CEO and President implicated as price-fixing probe widens

pharmafile | November 1, 2017 | News story | Research and Development, Sales and Marketing Mylan, Teva, biotech, drugs, pharma, pharmaceutical 

A group of states, 45 members-strong, has expanded its probe into the generics pharmaceutical industry by expanding its case to include 18 companies and 15 medicines; it also taken the significant step of going after two big names in the industry.

Rajiv Malik, who is President and Executive Director of Mylan, and Satish Mehta, CEO of India’s Emcure Pharmaceuticals. The states allege that both Malik and Mehta agreed to carve up the market for doxycycline hyclate rather than compete with each other on price, allowing both companies to reap a greater profit.

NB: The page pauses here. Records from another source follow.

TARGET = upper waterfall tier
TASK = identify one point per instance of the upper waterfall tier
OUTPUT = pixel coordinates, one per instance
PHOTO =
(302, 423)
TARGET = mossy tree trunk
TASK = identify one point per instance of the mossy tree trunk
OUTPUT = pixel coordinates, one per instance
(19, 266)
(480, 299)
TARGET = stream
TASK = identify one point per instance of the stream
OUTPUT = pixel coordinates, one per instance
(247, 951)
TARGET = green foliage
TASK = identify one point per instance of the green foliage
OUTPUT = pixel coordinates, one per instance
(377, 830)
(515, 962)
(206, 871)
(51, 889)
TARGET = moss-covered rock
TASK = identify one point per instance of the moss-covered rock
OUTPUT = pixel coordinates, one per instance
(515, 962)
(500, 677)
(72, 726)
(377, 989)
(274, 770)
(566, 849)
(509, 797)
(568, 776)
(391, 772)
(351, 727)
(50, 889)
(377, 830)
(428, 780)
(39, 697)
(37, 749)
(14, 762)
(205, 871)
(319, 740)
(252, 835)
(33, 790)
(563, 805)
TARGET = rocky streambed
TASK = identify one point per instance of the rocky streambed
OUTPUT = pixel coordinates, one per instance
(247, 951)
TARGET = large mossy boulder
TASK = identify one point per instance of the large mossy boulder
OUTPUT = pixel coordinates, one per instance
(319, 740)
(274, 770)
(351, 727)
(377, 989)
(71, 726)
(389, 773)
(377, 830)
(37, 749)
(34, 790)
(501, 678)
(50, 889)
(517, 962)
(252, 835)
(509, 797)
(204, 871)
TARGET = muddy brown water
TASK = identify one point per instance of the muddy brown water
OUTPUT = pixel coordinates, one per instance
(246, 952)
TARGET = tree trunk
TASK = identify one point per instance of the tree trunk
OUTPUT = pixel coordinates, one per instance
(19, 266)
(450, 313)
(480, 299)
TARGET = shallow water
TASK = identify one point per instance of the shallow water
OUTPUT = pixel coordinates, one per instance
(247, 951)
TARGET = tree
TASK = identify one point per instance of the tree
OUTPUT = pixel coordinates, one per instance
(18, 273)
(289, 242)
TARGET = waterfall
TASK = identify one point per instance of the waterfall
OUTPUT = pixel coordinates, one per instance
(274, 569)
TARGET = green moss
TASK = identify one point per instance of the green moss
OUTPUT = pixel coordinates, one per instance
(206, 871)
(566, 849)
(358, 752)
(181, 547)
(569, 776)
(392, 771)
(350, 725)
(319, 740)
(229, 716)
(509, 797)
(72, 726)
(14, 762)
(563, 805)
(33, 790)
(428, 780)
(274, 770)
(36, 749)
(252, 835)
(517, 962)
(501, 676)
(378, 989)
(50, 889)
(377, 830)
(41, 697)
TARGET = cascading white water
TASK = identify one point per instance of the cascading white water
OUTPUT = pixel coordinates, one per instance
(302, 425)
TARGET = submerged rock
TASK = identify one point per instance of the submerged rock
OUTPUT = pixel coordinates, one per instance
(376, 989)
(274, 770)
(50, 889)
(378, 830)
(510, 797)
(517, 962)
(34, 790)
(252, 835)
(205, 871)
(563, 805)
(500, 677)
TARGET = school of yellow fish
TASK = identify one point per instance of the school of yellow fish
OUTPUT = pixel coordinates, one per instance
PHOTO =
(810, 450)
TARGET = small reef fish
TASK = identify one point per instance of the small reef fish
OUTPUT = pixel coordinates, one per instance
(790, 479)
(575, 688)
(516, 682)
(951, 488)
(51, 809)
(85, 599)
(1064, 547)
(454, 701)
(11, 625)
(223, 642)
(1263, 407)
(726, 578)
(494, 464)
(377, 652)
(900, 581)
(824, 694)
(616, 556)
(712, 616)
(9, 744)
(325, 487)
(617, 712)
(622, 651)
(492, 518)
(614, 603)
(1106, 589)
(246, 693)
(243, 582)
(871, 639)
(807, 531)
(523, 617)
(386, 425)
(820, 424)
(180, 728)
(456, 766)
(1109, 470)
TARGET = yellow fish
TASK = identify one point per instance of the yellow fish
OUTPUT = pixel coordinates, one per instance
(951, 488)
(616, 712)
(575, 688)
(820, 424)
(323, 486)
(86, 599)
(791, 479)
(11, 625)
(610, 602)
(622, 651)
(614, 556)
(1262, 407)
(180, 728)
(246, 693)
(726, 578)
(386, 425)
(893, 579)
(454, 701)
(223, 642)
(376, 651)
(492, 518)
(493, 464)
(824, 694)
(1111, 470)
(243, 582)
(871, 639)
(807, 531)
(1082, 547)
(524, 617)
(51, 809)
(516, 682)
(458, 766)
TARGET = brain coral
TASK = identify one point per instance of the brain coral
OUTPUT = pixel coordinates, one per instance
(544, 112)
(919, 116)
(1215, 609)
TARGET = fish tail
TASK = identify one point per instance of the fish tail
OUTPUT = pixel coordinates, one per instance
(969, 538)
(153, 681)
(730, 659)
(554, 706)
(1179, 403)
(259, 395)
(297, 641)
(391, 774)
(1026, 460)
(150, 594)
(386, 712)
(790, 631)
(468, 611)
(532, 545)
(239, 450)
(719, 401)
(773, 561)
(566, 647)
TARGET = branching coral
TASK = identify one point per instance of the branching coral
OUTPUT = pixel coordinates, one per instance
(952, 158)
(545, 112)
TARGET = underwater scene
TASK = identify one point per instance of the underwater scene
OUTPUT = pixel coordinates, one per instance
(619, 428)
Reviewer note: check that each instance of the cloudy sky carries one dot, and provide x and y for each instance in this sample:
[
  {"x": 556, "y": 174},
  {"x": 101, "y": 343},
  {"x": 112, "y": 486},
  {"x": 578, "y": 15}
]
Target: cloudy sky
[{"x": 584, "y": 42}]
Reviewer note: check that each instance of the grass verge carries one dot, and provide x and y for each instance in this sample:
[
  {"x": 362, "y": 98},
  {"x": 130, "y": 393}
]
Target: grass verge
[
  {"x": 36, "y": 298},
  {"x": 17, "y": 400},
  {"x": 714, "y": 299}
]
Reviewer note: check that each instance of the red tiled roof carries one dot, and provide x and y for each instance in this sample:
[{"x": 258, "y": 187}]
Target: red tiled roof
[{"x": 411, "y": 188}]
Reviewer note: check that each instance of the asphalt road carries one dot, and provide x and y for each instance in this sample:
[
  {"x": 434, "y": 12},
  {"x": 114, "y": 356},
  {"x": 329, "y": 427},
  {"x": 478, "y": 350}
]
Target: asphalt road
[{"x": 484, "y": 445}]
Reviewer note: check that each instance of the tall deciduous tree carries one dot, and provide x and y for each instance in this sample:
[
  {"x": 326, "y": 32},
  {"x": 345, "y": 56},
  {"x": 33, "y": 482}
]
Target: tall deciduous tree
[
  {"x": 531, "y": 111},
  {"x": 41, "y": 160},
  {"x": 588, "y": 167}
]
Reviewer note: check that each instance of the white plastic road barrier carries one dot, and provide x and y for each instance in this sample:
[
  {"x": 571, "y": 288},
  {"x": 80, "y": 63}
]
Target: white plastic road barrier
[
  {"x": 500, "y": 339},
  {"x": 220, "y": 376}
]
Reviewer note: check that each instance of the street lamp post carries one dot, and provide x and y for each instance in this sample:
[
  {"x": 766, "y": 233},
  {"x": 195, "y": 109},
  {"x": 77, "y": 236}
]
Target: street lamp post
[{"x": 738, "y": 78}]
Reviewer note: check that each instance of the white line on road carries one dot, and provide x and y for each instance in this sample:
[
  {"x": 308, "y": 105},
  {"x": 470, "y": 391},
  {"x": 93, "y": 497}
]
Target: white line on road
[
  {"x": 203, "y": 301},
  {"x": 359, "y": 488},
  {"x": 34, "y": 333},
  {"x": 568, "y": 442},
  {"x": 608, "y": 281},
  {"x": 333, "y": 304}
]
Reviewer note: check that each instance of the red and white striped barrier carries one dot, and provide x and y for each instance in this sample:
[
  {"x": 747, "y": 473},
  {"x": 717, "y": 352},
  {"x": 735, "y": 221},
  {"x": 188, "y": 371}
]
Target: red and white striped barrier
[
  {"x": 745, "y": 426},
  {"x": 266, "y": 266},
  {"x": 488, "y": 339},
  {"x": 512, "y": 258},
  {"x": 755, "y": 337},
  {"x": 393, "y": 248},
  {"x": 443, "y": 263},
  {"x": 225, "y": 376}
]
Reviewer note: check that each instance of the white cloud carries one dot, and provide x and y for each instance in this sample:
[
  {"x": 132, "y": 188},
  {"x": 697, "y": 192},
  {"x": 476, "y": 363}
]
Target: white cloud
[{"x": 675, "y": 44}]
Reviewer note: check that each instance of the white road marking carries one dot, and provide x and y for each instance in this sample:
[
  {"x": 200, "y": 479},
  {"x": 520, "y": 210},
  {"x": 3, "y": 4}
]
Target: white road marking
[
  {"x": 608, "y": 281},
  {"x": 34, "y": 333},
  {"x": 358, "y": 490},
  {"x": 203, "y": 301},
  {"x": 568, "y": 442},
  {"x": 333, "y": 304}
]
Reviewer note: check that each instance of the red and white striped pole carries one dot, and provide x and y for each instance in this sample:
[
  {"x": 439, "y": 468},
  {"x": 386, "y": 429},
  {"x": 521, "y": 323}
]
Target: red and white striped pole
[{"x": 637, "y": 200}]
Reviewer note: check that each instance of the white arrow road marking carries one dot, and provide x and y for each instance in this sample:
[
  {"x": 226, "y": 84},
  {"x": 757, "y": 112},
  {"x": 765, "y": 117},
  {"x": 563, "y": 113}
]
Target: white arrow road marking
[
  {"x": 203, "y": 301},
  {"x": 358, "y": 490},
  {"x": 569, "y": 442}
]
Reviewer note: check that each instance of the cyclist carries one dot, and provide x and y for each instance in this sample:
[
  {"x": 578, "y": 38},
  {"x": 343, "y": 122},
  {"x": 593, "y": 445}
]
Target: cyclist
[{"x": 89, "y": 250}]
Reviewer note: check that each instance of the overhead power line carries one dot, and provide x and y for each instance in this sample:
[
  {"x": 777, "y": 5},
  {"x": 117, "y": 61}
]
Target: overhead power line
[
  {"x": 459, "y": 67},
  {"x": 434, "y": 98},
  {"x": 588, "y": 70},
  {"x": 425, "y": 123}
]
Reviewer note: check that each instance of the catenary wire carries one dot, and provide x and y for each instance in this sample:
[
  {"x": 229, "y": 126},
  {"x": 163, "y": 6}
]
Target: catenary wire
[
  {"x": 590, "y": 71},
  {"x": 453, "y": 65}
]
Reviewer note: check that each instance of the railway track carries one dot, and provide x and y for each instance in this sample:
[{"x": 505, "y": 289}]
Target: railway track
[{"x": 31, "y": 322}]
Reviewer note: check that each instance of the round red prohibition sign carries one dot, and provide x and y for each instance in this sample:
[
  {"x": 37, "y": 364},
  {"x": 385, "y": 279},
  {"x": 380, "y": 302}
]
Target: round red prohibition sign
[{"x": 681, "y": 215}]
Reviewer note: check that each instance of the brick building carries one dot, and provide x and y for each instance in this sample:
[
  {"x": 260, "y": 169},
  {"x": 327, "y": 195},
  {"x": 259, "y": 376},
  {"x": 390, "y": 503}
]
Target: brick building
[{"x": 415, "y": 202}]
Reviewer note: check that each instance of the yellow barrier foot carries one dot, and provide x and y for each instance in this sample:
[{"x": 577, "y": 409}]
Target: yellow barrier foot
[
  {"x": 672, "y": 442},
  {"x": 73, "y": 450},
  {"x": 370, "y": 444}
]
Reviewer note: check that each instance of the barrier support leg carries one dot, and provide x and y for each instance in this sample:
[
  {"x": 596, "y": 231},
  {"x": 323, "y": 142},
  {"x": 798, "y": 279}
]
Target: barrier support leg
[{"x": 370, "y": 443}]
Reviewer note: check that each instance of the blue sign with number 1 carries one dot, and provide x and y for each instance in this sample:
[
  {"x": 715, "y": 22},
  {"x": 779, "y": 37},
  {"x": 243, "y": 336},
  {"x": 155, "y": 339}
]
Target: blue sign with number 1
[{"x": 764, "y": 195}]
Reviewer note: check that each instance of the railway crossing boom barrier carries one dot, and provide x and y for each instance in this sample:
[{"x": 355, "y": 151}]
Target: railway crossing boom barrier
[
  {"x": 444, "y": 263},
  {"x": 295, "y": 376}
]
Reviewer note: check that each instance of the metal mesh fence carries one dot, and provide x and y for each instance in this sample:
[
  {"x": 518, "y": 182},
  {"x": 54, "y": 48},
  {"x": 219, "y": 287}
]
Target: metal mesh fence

Further than this, the case also suggests that the two spoke to each other in advance of any potential increases in price on the product.

With the probe targeting such a high-ranking member of Mylan, second only to Heather Bresch, CEO of the company, the announcement has significantly dented confidence in the company. Share price dipped by 6.62% on the announcement.

Mylan released a statement shortly after the news was broken: “We have been investigating these allegations thoroughly and have found no evidence of price fixing on the part of Mylan or its employees. Our review of the Connecticut Attorney General’s press release underpinning the complaint does not change our views. We have asked the various attorneys general leading this case to share with us what information they believe supports these new allegations and, to date, they have not done so. Mylan has deep faith in the integrity of its President, Rajiv Malik, and stands behind him fully. Mylan and Rajiv Malik both intend to defend this case vigorously, and we look forward to the opportunity to present a full defence.”

Wider than Mylan, the lawsuit involves the biggest names in the generics business, including Sandoz, Teva, Sun Pharma, Actavis and Dr. Reddy’s, amongst others.

The case began in 2014, with Connecticut initiated an antitrust investigation after becoming suspicious of certain price increases on generic drugs. The case subsequently snowballed to include a vast number of states and an ever-increasing number of companies.

Connecticut’s Attorney General George Jepsen, who is leading the case, said:

“The generic drug market was conceived as a way to help bring down the cost of prescription medications for American consumers. For years, though, those saving have not been realized, and instead the prices of many generic drugs have skyrocketed. In our original complaint, the states – led by my office – alleged that prices for two generics drugs increased dramatically due to illegal conspiracies between six generic drug manufacturers. When that complaint was filed, I said it was just the tip of the iceberg. Today, we are seeking leave of the court to file an expanded complaint that implicates significantly more companies, significantly more drugs and two individual executives in the illegal conduct.”

The move comes amid wider pricing pressures being placed on the generics industry from the FDA, with the commissioner recently proposing new measures to bring forth greater competition. If the lawsuit finds out that such competition is being stifled by pricing collusion, the fallout could place increasing pressure on the industry to justify price increases.